Sábado

Por falar em drogas

Sidney Borges
Naquela tarde pescando lulas decidi que nunca mais mataria. Fiquei comovido pelo apego à existência daqueles animais curiosos e vorazes e imaginei uma troca de escalas. Elas grandes, eu pequeno. A situação seria da maior complexidade, equação de difícil solução. Há um diminuto intervalo de tempo entre abertura e fechamento do bico de papagaio, que dizem cortar como gilete. A imagem me remeteu à Guerra da Argélia e às batatas cravejadas de lâminas de barbear. Lançadas produziam estrago terrível, que podia ser observado pela ausência de narizes, orelhas ou cicatrizes horrendas. Simone de Beauvoir cita em suas memórias que Sartre passou um ano tendo visões de lagostas e caranguejos gigantes que o assombravam. Fruto de uma viagem de mescalina. Parece certo que drogas libertam coisas que carregamos em algum lugar do cérebro e que não sabemos da existência. O Universo me é estranho, quase surrealista. Quanto mais o estudo, menos sei dele. Paulo Francis implicava com Sartre a quem chamava de “menino Jesus”. Suponho que tinha a ver com o tamanho do documento. Simone de Beauvoir jamais demonstrou se importar, ou se havia algo que a incomodasse, calou. Talvez para ela a cabeça que suporta o chapéu prevalecesse, o que é raro, muito raro. Uma vez levei uma pedrada. Eu estava assistindo a um jogo de futebol sentado na grama ao lado do campo. Tinha oito anos. Um menino mais novo se divertia lançando tijolos para o alto.
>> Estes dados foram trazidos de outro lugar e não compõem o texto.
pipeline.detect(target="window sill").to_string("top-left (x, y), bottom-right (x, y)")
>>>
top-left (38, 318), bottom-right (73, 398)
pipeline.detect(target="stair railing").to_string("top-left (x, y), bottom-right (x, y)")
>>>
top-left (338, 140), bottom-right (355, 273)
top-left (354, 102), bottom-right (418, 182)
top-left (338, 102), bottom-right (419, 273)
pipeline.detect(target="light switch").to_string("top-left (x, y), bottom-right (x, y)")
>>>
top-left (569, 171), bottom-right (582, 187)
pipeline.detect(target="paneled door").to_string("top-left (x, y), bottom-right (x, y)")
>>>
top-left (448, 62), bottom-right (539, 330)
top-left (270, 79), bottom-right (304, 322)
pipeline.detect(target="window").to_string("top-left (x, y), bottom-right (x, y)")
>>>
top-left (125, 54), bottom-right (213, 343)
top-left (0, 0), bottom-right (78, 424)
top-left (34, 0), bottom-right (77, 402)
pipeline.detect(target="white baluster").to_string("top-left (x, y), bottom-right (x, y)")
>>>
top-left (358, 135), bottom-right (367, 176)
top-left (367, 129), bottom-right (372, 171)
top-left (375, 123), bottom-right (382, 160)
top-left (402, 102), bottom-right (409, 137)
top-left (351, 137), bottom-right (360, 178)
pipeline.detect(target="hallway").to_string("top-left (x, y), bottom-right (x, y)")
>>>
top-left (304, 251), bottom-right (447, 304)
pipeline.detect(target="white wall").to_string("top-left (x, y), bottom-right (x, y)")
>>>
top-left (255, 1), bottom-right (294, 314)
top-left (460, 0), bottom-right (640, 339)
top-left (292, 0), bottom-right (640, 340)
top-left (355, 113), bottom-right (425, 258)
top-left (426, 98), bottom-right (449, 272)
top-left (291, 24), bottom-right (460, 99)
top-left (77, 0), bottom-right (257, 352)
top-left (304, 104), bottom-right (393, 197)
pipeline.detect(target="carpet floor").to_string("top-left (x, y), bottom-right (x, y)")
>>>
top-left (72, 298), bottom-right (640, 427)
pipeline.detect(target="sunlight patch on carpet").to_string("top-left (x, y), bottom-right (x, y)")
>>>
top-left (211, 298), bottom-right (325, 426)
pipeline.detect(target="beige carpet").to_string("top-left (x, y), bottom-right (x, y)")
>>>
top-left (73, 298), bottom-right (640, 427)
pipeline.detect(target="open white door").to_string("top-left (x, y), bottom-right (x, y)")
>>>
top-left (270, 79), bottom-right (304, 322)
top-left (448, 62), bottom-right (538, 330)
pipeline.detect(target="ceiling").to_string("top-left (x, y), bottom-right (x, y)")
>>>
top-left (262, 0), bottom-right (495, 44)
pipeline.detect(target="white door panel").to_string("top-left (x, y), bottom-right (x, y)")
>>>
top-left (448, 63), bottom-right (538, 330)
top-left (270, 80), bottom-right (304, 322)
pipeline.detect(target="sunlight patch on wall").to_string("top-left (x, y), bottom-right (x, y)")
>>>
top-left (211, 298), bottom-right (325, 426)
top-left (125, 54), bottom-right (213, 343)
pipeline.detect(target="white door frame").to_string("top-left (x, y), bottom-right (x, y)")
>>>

Ele os tirava de uma pilha em uma construção próxima. Um deles me acertou. Fiquei amuado, fui-me embora confuso. Ao entrar em casa fiz um longo discurso sobre Santo Agostinho e a incompatibilidade entre o rigor científico e o pensamento do homem comum. Juntou gente, a vizinhança queria ver o fenômeno. A família, obviamente ficou assustada, chamaram um táxi e me levaram ao médico. Eu não me lembro de nada, minha avó que era espírita me contou. Anos depois, eu com mais de vinte anos, minha mãe disse que tinha notado que os danos tinham sido de pequena monta quando pedi um kibamba. Ela estava desconfiada que eu retornaria ao que o vulgo chama de normalidade. Tenho dúvidas se aconteceu. Disse-me ela que o momento decisivo foi quando mandei a platéia de vizinhos à puta que pariu. A tijolada libertou demônios de minha memória. Pobre Sartre.